Dr. Luis Sujatovich – UNQ – UDE –
La década de los noventa nos enseñó a odiar a los medios audiovisuales. La crítica académica empleó todo su arsenal bibliográfico para derribar cualquier posibilidad de optimismo, frente a las nuevas condiciones comunicacionales que propiciaba la expansión de la televisión por cable. La oferta de canales propicio la práctica del zapping, antes también podía hacerse, es cierto. Pero no se disponía de más de cinco posibilidades, por lo tanto, su recorrido era breve. Para Landi significó la ocasión para que la creatividad del público pudiera expandirse, dado que cada quien hacía el recorrido que quisiera. Para Sarlo, por el contrario, supuso la conversión de la teoría en chatarra. ¿A quién se le podía ocurrir que la recepción tuviera un margen de acción individual con sentidos no definidos por el emisor? Para muchos las mediaciones propuestas por Barbero son como la constitución: la citan pero jamás la han leído.

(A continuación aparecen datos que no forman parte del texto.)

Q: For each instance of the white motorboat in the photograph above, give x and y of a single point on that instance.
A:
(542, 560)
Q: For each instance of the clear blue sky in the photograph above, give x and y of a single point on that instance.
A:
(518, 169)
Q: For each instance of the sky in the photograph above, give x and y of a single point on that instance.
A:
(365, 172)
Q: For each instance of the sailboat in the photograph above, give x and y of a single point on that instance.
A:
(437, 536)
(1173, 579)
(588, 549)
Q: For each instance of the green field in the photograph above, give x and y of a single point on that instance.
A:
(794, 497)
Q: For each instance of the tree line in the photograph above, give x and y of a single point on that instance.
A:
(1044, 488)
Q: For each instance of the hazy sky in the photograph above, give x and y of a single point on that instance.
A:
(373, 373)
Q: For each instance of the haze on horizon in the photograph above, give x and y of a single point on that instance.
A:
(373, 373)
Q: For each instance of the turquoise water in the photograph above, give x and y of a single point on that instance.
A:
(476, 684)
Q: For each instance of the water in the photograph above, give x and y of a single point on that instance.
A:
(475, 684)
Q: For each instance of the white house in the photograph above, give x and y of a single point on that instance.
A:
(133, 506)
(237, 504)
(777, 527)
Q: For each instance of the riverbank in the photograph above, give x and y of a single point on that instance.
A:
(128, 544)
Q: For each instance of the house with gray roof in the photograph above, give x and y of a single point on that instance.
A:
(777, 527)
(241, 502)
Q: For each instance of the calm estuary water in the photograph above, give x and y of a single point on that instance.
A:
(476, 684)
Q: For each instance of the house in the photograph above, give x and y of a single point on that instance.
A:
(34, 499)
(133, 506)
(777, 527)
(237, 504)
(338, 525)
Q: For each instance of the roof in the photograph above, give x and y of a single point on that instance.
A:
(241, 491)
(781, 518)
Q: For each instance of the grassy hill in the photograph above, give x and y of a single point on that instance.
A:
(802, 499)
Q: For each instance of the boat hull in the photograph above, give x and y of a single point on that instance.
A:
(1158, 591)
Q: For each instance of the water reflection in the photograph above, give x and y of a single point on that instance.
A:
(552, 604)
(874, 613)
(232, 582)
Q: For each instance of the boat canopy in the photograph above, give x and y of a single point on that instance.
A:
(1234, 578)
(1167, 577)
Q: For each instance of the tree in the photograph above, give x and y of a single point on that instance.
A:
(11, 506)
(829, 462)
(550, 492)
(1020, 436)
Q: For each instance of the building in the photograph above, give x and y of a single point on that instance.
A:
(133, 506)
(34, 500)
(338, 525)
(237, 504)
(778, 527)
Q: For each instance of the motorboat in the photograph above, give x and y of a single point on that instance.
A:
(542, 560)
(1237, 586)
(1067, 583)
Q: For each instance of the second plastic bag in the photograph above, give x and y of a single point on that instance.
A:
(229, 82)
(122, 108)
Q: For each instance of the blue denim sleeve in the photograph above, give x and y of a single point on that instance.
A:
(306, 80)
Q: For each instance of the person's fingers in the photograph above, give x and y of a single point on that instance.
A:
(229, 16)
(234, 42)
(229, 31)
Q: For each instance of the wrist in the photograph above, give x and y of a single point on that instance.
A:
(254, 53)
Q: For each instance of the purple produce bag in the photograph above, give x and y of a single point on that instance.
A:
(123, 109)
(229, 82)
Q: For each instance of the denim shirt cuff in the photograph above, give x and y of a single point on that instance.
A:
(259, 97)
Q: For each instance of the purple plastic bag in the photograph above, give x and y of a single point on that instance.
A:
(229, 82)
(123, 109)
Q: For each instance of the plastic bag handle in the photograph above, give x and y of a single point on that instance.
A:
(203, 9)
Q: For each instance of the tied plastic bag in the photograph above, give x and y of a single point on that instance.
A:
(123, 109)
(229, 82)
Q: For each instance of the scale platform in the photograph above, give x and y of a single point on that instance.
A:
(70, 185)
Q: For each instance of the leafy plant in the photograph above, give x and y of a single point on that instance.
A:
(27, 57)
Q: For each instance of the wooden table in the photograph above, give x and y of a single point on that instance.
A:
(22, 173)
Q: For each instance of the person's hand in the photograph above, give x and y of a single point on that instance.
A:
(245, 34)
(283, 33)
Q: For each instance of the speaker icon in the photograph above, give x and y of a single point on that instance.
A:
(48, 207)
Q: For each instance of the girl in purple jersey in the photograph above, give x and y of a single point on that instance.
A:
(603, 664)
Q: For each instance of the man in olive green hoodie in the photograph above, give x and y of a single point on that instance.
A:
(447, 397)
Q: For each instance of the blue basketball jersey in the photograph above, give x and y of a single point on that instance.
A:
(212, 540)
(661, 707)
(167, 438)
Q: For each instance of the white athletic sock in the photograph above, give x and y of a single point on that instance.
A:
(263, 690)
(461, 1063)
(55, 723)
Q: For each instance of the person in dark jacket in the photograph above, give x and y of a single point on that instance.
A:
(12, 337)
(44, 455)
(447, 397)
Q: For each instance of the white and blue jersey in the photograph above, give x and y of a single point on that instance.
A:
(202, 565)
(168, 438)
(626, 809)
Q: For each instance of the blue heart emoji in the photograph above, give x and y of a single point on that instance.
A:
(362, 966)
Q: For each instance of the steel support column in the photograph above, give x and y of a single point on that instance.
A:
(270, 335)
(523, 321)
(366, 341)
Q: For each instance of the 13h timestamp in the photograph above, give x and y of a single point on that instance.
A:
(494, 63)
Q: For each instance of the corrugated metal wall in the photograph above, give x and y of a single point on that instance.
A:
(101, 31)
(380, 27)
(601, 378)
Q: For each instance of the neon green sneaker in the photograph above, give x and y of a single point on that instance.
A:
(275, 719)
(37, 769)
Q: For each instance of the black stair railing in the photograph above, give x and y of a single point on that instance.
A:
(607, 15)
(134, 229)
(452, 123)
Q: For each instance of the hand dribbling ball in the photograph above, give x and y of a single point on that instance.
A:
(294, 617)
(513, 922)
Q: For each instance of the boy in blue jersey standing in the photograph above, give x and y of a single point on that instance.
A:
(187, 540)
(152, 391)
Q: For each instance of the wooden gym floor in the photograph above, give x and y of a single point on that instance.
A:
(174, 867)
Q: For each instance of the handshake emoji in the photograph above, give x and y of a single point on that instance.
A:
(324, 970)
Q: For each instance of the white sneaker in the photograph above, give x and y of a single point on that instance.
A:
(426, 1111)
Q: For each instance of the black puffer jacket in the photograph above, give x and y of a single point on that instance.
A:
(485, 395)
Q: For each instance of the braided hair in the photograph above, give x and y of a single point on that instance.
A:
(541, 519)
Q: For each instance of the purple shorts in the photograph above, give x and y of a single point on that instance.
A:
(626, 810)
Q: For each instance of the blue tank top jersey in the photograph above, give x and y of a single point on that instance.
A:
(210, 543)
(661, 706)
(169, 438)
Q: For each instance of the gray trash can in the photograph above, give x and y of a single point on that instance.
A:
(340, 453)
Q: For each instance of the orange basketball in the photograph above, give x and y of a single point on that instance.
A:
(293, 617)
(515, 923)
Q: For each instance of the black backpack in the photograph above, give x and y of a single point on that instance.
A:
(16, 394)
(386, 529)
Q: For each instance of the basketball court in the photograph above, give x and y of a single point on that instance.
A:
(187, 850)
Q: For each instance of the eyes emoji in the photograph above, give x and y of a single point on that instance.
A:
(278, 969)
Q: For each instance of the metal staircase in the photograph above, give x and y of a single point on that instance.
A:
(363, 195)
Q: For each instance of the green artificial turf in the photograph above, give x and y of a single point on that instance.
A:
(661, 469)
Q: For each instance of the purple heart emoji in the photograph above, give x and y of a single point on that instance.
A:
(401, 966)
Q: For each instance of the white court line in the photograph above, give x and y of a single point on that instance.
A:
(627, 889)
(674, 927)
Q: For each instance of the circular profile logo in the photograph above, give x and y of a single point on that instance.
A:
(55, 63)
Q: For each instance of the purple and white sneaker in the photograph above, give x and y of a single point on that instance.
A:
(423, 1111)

Es interesante advertir que la lectura posee más fueros que cualquier otro acto de consumo cultural. La lectura supone, siempre, a un sujeto activo, crítico, imaginativo y con una capacidad intelectual superior. En cambio, los medios audiovisuales resumen las aspiraciones más viles y vulgares de cada sociedad. Cierta intelectualidad criolla adhiere a McLuhan, acaso sin reconocerlo: para ellos el medio es el mensaje. Siempre.
La afirmación más categórica acerca de este debate la generó Sartori, acaso el apocalíptico más contemporáneo, el que anunció a la larga lista de entristecidos pensadores que anuncian a diario el fin de la cultura. Me pregunto si hacen referencia a su cultura o a la nuestra.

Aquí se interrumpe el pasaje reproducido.